Los oficiales se inclinaron en una leve reverencia y reanudaron su camino junto al atribulado Judas. Poncho comenzó a darse cuenta de que la situación podía empeorar aún más. El ajetreo continuó hasta que las ramas de las coníferas cercanas comenzaron a crepitar y el silencio más absoluto se instaló en la ciénaga. Los pasos de la bestia retumbaban como mazazos en la maleza transmitiendo sus vibraciones hasta la superficie acuática, barriendo la laguna en ondas concéntricas que se enervaban para volver a resurgir cada vez con más fuerza. Las copas de los árboles se agitaban y las aves los abandonaban, escapando hacia las nubes entre graznidos de pavor. Algunos hemípteros no pudieron resistir la tensión y corrieron a buscar sitio entre el lodo del fondo. Poncho estuvo a punto de rodar isla abajo un par de veces. Se agarró con fuerza a la tierra, pegando el abdomen y clavando todas su patas. De pronto, el ruido cesó. Nadie se movió un milímetro. El empresario levantó un poco el protórax apoyándose en las patas delanteras y agitó los palpos maxilares en un espasmo nervioso. Igual de súbitamente, los grandes helechos más próximos a la orilla se abrieron y el monstruo, un enorme pelecanimimus envuelto en plumas negras y blancas, surgió de la nada con las fauces abiertas mostrando sus temibles hileras de afilados dientes.
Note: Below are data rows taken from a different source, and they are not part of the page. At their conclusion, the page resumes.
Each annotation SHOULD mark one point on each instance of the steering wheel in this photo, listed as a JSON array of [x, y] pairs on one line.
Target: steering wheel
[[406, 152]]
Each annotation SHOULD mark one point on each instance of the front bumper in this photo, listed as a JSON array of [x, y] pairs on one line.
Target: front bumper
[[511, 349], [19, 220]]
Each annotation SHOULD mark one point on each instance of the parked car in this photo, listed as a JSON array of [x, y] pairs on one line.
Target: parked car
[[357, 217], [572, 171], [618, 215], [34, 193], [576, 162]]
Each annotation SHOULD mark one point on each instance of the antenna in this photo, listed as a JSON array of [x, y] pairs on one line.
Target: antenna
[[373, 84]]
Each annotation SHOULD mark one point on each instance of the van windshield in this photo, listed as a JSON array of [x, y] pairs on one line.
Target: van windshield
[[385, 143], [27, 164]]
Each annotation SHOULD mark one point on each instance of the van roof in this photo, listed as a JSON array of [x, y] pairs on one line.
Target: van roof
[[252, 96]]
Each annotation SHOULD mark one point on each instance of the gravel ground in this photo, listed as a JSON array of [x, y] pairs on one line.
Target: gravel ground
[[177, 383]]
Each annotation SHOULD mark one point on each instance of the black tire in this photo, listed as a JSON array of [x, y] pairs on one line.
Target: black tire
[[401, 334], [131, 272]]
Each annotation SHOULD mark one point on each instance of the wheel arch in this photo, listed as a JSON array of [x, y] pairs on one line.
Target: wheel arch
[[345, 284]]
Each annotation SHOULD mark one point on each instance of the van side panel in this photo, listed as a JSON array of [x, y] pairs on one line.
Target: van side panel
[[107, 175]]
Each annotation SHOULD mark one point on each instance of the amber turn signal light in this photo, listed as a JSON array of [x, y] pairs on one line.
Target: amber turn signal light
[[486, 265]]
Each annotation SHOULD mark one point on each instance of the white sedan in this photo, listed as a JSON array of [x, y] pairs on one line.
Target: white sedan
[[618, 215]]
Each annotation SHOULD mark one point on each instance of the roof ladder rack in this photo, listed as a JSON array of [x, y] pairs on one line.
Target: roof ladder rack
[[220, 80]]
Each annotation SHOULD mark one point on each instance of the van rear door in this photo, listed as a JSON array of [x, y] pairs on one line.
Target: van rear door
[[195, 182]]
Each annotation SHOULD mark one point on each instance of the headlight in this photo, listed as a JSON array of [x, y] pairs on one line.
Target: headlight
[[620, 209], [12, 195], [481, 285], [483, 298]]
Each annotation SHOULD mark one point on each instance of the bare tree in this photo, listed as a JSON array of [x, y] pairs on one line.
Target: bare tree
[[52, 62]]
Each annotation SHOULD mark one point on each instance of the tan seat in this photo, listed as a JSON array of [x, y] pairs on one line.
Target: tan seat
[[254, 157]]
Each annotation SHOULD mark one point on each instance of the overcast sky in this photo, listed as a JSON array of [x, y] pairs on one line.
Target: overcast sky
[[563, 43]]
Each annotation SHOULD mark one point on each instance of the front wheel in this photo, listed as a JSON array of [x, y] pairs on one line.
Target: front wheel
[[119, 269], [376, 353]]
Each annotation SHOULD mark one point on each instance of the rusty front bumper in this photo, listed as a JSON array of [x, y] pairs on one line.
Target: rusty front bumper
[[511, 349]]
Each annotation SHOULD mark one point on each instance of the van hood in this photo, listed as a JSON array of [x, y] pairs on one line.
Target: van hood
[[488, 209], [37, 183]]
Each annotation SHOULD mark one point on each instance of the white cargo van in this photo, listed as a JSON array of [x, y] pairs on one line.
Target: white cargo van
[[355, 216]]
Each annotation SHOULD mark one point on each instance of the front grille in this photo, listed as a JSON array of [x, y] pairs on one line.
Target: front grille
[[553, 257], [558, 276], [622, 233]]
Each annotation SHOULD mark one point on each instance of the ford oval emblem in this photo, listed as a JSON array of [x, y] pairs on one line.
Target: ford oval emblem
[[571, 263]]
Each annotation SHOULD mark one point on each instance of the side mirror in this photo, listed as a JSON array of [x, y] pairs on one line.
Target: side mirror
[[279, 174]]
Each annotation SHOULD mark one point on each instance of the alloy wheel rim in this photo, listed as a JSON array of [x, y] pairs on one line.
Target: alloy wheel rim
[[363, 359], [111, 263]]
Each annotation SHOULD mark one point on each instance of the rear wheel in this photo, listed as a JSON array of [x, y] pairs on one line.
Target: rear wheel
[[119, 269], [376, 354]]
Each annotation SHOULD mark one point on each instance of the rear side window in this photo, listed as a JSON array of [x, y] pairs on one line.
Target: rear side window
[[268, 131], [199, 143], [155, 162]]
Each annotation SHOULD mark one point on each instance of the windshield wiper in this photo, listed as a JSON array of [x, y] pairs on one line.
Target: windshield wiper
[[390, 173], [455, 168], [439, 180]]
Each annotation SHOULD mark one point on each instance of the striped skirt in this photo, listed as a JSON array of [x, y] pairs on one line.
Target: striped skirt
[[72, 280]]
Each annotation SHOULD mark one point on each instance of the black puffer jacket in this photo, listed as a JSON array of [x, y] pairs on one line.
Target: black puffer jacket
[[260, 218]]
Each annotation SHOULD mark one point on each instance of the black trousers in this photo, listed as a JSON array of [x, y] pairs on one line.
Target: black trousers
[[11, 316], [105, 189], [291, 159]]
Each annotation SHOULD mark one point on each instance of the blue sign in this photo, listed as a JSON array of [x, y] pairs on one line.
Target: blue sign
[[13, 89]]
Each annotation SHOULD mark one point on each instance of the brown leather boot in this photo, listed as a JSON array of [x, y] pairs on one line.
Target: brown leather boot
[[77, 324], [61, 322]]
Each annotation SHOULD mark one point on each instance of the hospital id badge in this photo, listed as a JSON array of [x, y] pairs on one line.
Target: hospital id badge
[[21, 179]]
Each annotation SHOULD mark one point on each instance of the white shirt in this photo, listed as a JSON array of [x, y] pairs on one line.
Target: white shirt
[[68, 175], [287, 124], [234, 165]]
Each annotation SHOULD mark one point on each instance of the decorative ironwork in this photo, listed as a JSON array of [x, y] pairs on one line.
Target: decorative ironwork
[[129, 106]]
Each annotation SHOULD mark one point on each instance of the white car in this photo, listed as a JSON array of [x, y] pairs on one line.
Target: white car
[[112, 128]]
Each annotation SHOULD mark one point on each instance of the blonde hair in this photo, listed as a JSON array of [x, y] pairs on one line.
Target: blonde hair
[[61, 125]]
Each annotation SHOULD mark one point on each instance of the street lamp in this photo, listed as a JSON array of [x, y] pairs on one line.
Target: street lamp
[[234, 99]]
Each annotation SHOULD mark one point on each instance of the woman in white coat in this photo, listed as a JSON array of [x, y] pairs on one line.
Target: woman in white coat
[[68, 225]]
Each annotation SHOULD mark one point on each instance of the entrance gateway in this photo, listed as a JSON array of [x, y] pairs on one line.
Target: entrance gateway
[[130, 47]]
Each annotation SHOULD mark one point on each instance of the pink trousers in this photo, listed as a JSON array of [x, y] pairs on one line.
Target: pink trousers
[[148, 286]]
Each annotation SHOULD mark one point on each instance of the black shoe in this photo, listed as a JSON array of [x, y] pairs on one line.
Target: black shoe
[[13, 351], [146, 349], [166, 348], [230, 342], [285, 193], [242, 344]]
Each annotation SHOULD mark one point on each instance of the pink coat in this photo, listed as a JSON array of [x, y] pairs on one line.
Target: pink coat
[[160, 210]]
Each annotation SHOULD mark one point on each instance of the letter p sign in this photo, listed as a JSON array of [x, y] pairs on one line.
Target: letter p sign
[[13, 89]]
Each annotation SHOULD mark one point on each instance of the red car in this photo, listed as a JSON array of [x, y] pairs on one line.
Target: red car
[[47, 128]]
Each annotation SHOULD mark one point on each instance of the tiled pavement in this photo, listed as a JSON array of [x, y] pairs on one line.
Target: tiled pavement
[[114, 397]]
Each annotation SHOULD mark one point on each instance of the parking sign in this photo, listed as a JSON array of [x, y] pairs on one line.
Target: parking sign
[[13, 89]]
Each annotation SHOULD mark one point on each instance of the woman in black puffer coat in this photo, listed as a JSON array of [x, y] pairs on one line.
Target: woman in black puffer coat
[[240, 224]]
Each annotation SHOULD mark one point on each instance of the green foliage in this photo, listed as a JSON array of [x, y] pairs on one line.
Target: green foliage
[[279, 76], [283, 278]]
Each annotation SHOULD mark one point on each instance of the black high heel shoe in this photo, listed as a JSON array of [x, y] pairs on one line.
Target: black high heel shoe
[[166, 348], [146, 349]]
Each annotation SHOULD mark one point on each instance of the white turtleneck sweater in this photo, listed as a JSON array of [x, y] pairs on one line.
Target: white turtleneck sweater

La bestia entró en el agua de un salto, agitando sus pequeños brazos emplumados, de los que se desprendieron algunas barbas albas por el esfuerzo que el viento arrastró, haciendo aterrizar parte junto al islote donde Poncho se lamentaba de su suerte, sabiéndose la víctima más visible para el recién llegado depredador. Tras un rápido barrido visual del escenario, el ornitomimosauriano le enfocó con sus enormes ojos y observó la pequeña plataforma donde el infortunado coleóptero había quedado confinado, preguntándose posiblemente si se trataba de una especial presentación de su festín de aquella jornada. Luego movió la cabeza en todas direcciones, y su cresta repitió sus movimientos como un pelele. Por fin, se acercó al empresario y, abriendo la boca, le mostró la bolsa de la papada, donde podía llegar a caber un turbomesodon adulto o una familia completa de pseudoastacus. De los restos tumefactos en descomposición distribuidos entre los recovecos de la bolsa y los más de doscientos dientes que poblaban su mandíbula emanaba un vapor hediondo que tenía la virtud de anestesiar a la víctima antes de que pudiera llegar a sentir el mortal mordisco.
Poncho tuvo la certeza de que había llegado su fin, agachó la cabeza y se concentró en un solo pensamiento: pese a todo, la vida había merecido la pena.